I’ll admit it—much though I love stories in which the culture is one of the most prevalent characters of all, I can’t really think of one stunning example of having done the grand culture-build and made it stick. Instead, most of what I’ve got is a lot of practice cases, going partway into the idea but never quite fully engaging.

My primary game’s managed the most, if nothing else because I’ve had so long to add on to the cultures. I don’t really stray that far from canon, at least not with my Celestial Bureaucracy—granted, I’ve added things that have seeped into the player perspective, including Olathe’s memetic Force of Nature status, but for the most part it’s all the usual goals/restrictions/Things One Does Not Do. With my main group, this works out pretty well—two of the PCs work around and with it, one of them is himself a product of the culture, and the ones who are no longer in the group have had varying reactions, connections and clashes with it. What’s been interesting, though, is the solo game; I didn’t quite manage buy-in with the sole PC (in-character this is odd, given she’s been backstory-immersed for as long as she’s been sapient), but on the other hand, one of the largest obstacles to her primary goal is the fact that one of her closest friends does buy into said culture, very much so, and is convinced with good reason that she has broken several of its most important tenets. Awkward.

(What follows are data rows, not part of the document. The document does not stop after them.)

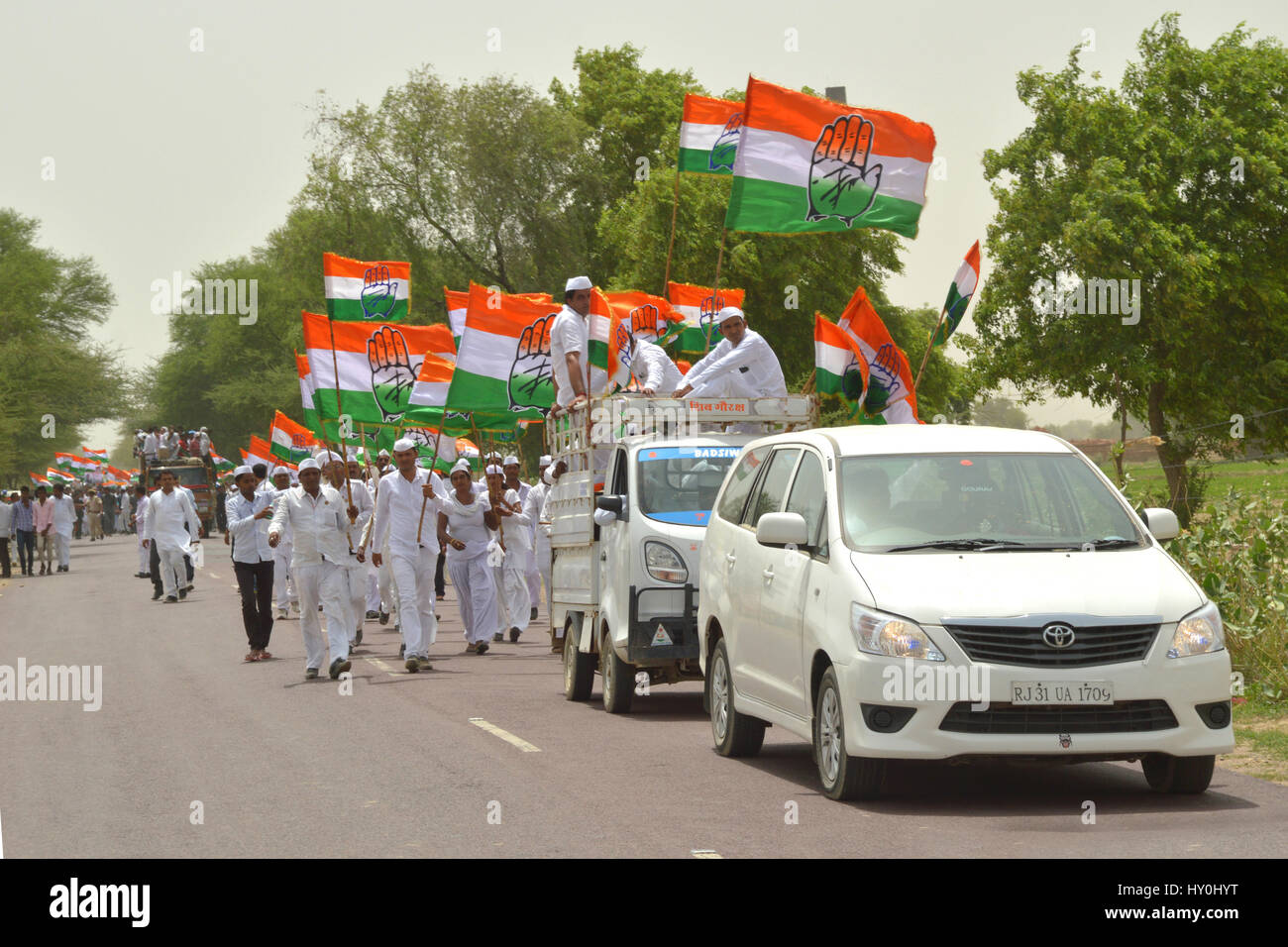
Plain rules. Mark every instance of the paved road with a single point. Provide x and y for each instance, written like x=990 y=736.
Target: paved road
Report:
x=286 y=767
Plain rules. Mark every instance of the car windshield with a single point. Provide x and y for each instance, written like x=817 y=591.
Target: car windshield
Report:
x=679 y=484
x=987 y=501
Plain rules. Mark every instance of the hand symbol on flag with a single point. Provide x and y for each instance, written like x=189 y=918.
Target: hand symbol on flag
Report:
x=378 y=292
x=531 y=382
x=393 y=373
x=725 y=149
x=841 y=183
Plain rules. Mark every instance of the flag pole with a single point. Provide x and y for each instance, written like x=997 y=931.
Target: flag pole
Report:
x=675 y=209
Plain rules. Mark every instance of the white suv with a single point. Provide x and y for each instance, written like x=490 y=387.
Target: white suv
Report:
x=932 y=591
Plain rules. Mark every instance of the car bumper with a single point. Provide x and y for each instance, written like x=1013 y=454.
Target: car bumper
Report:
x=1144 y=692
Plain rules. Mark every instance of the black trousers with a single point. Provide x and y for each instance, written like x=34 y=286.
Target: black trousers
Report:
x=256 y=583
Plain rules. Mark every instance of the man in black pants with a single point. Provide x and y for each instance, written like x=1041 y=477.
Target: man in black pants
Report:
x=253 y=560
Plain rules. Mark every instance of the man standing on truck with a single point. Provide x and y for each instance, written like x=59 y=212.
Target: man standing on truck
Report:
x=570 y=344
x=741 y=367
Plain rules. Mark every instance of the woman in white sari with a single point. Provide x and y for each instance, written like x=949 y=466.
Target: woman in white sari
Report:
x=465 y=522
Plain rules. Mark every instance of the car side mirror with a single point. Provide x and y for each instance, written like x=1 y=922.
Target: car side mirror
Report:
x=782 y=530
x=1160 y=522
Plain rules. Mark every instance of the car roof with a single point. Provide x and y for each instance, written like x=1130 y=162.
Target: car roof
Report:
x=925 y=438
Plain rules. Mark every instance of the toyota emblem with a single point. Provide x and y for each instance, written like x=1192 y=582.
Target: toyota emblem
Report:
x=1057 y=635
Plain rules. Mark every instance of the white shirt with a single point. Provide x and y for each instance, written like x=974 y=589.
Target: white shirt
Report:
x=318 y=526
x=653 y=368
x=570 y=333
x=166 y=517
x=750 y=369
x=250 y=535
x=64 y=514
x=398 y=513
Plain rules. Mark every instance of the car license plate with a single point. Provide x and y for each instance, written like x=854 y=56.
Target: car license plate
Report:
x=1061 y=692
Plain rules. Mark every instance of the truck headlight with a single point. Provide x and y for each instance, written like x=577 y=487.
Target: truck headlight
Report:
x=1198 y=633
x=664 y=564
x=885 y=634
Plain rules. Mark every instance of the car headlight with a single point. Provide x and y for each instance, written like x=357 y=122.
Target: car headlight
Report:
x=664 y=564
x=1198 y=633
x=885 y=634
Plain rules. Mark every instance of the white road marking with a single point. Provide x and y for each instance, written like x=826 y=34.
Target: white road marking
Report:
x=505 y=735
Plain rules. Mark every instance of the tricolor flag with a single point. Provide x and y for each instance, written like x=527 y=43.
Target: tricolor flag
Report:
x=807 y=165
x=889 y=372
x=958 y=295
x=377 y=367
x=840 y=367
x=502 y=364
x=356 y=290
x=708 y=134
x=698 y=305
x=290 y=441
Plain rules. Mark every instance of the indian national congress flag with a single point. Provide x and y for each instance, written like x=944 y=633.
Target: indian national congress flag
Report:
x=708 y=134
x=806 y=165
x=357 y=290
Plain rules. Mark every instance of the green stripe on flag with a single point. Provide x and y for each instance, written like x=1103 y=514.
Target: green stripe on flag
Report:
x=767 y=206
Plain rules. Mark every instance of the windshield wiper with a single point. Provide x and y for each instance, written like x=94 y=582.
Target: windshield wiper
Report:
x=957 y=544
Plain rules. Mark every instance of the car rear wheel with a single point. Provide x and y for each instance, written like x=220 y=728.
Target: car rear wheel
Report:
x=844 y=777
x=618 y=678
x=735 y=735
x=1177 y=775
x=579 y=669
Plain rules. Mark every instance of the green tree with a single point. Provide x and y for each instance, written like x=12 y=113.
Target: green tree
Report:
x=1175 y=179
x=54 y=377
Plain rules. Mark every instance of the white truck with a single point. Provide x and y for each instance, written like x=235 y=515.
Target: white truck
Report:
x=627 y=518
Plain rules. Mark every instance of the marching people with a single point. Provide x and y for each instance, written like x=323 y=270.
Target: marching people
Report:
x=408 y=496
x=171 y=528
x=320 y=519
x=465 y=522
x=253 y=561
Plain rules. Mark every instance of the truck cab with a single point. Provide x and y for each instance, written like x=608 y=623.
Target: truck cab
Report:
x=627 y=522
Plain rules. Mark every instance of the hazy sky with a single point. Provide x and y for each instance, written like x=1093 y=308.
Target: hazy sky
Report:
x=165 y=158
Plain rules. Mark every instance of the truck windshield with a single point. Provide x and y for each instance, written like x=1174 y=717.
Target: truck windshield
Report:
x=679 y=484
x=992 y=501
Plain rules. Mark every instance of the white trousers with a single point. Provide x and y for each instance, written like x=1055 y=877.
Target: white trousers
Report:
x=174 y=573
x=325 y=583
x=413 y=583
x=476 y=591
x=63 y=547
x=283 y=587
x=513 y=599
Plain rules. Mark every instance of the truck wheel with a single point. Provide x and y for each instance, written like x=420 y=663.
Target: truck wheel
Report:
x=618 y=678
x=844 y=777
x=579 y=669
x=1177 y=775
x=735 y=735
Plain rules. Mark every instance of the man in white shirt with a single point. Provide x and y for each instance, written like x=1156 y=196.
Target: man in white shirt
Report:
x=570 y=344
x=412 y=540
x=741 y=367
x=318 y=522
x=171 y=526
x=253 y=561
x=64 y=521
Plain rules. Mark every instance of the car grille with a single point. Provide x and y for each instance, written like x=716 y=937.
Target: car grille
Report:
x=1022 y=644
x=1124 y=716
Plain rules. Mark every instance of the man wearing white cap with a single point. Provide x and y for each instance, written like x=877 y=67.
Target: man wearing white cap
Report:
x=318 y=521
x=355 y=492
x=283 y=589
x=412 y=548
x=570 y=343
x=741 y=367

One of my biggest incidental culture-builds was as a player, when I was playing Tuyet. She was my first real attempt at “constrained by the culture, but uses it as a weapon”–along with deliberate character development—so I spent a good portion of the first arc either finding things that seemed like reasonable ways that she could use her culture as a weapon, or building both culture and subculture around her to explain her actions (including the Fifty Laws of Spycraft, of which I can sadly only remember Rule 47, “Use everything that comes to hand”).

I’m going to put it all to use in my next game, though—I’m going for a multiversal RPG of manners, with a nice hefty side of intrigue, a dash of conspiracy and a little bit of “what happens when mutually exclusive magic systems end up extending to the same areas” for dessert. If I can get myself to start the setup, this will be fun.